In [1]:
import pandas as pd
import plotly.express as px
import dash
from dash import dcc, html
from dash.dependencies import Input, Output, State

# Load the CSV file into a DataFrame
df = pd.read_csv("flags.csv")

# Define a dictionary to map color names to their respective hex values
color_map = {
    "green": "#008000",
    "turquoise": "#00FFFF",
    "blue": "#0000FF",
    "violet": "#800080",
    "pink": "#FF00FF",
    "red": "#FF0000",
    "orange": "#FFA500",
    "yellow": "#FFFF00",
    "white": "#FFFFFF",
    "black": "#000000",
}

# Initialize the Dash application
app = dash.Dash(__name__)

# Define the layout of the application
app.layout = html.Div(
    [
        dcc.Store(
            id="selected-color", data=""
        ),  # Store component to hold the selected color data
        dcc.Dropdown(
            id="region-dropdown",
            options=[{"label": "Worldwide", "value": "worldwide"}]
            + [
                {"label": region.replace("_", " "), "value": region}
                for region in df["Region"].unique()
            ],  # Dropdown options created dynamically from DataFrame
            value="worldwide",  # Default value for the dropdown
            clearable=False,
        ),
        dcc.Graph(
            id="pie-chart", style={"backgroundColor": "#D3D3D3"}
        ),  # Graph component for the pie chart
        dcc.RangeSlider(
            id="year-slider",
            min=1874,
            max=2024,
            value=[1874, 2024],
            marks={str(year): str(year) for year in range(1874, 2025, 10)},
            step=10,
        ),  # RangeSlider for selecting a year range
        html.Button(
            "Close", id="close-button", n_clicks=0, style={"display": "none"}
        ),  # Button to close the color selection
        html.Div(
            id="flag-container", style={"backgroundColor": "#D3D3D3", "padding": "10px"}
        ),  # Container for displaying flag images
    ],
    style={"backgroundColor": "#D3D3D3"},
)

# Function to filter data based on the selected year range and region
def filter_data(df, start_year, end_year, selected_region):
    def is_relevant(row):
        # Determine the year the flag was added, if it's not specified, set it to negative infinity
        year_added = (
            int(row["Year Added"]) if row["Year Added"] != "?" else float("-inf")
        )
        # Determine the year the flag was removed, if it's still in use, set it to positive infinity
        year_removed = (
            int(row["Year Removed"])
            if row["Year Removed"] != "still in use"
            else float("inf")
        )
        # Check if the flag's usage period overlaps with the selected year range
        return year_added <= end_year and year_removed >= start_year

    # Apply the relevance check to each row and filter the DataFrame accordingly
    filtered_df = df[df.apply(is_relevant, axis=1)]

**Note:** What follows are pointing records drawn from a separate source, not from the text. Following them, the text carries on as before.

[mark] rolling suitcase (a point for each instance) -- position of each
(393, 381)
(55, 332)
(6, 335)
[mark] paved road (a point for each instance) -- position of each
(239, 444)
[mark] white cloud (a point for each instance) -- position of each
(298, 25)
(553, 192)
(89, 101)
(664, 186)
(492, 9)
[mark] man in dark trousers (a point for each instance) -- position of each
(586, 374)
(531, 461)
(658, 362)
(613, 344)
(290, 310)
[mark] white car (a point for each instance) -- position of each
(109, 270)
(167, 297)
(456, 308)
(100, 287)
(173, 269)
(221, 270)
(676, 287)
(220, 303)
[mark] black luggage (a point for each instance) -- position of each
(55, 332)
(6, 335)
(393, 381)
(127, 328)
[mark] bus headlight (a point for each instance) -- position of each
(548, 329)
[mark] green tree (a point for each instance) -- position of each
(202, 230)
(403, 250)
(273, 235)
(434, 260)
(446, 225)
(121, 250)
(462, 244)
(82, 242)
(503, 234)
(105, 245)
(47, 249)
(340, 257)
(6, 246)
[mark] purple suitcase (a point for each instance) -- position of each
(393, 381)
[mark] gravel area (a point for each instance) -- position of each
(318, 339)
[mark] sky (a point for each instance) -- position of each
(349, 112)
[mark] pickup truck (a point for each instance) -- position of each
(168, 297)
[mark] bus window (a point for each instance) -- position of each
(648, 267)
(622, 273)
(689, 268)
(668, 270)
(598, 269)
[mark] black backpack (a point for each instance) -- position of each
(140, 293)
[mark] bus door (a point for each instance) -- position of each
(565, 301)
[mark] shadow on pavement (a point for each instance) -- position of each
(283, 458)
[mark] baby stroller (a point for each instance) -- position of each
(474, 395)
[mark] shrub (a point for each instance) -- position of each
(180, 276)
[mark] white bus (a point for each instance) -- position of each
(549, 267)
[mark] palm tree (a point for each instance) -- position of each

    # If a specific region is selected, further filter the DataFrame by the region
    if selected_region != "worldwide":
        filtered_df = filtered_df[filtered_df["Region"] == selected_region]
    return filtered_df

# Function to generate tooltip text for flags
def generate_tooltip(flag_info):
    # Start with the state's name and region
    tooltip = f"State:\n  {flag_info['State Name']} ({flag_info['Region'].replace('_', ' ')})\n"
    # Add the flag type if available
    if pd.notna(flag_info["Flag Name"]):
        tooltip += f"Flag Type:\n  {flag_info['Flag Name']}\n"
    # Add the duration of the flag's usage
    tooltip += f"Duration:\n  {flag_info['Year Added']} - {flag_info['Year Removed']}\nColors:\n"
    # Add the colors and their respective percentages
    for color in color_map.keys():
        if flag_info[color] > 0:
            tooltip += f"  {color.capitalize()}: {flag_info[color]}%\n"
    # Add any additional info if available
    if pd.notna(flag_info["Additional Info"]):
        tooltip += f"Additional Info:\n {flag_info['Additional Info']}"
    return tooltip

# Callback to update the pie chart and dropdown options based on the selected year range and region
@app.callback(
    [Output("pie-chart", "figure"), Output("region-dropdown", "options")],
    [Input("year-slider", "value"), Input("region-dropdown", "value")],
)
def update_pie_chart(year_range, selected_region):
    start_year, end_year = year_range
    filtered_df = filter_data(
        df, start_year, end_year, selected_region
    )  # Filter data based on year and region

    # Get unique regions for dropdown options
    regions = df["Region"].unique()
    dropdown_options = [{"label": "Worldwide", "value": "worldwide"}] + [
        {"label": region.replace("_", " "), "value": region} for region in regions
    ]

    # Prepare text to display the selected year range
    year_range_text = (
        f"{start_year} - {end_year}" if start_year != end_year else str(start_year)
    )
    # Prepare text to display the selected region
    selected_region_text = (
        selected_region.replace("_", " ")
        if selected_region != "worldwide"
        else "Worldwide"
    )

    # List of color columns to analyze
    color_columns = [
        "green",
        "turquoise",
        "blue",
        "violet",
        "pink",
        "red",
        "orange",
        "yellow",
        "white",
        "black",
    ]

    # Title for the pie chart
    title = "Distribution of Colors on National Flags"
    # Calculate the average percentage of each color in the filtered dataset
    data = filtered_df[color_columns].mean().reset_index()
    data.columns = ["color", "percentage"]
    data["percentage"] = (data["percentage"]).round(1)
    # Calculate the number of flags that contain each color
    data["count"] = filtered_df[color_columns].gt(0).sum().values
    # Calculate the average share of each color in the flags that contain it
    data["average_share"] = [
        filtered_df[filtered_df[color] > 0][color].mean() for color in color_columns
    ]

    total_flags = len(filtered_df)  # Calculate the total number of flags
    data["percent_of_flags"] = (data["count"] / total_flags * 100).round(1)  # Calculate the percent of flags with each color

    # Create the pie chart using Plotly Express
    fig = px.pie(data, values="percentage", names="color", title=title)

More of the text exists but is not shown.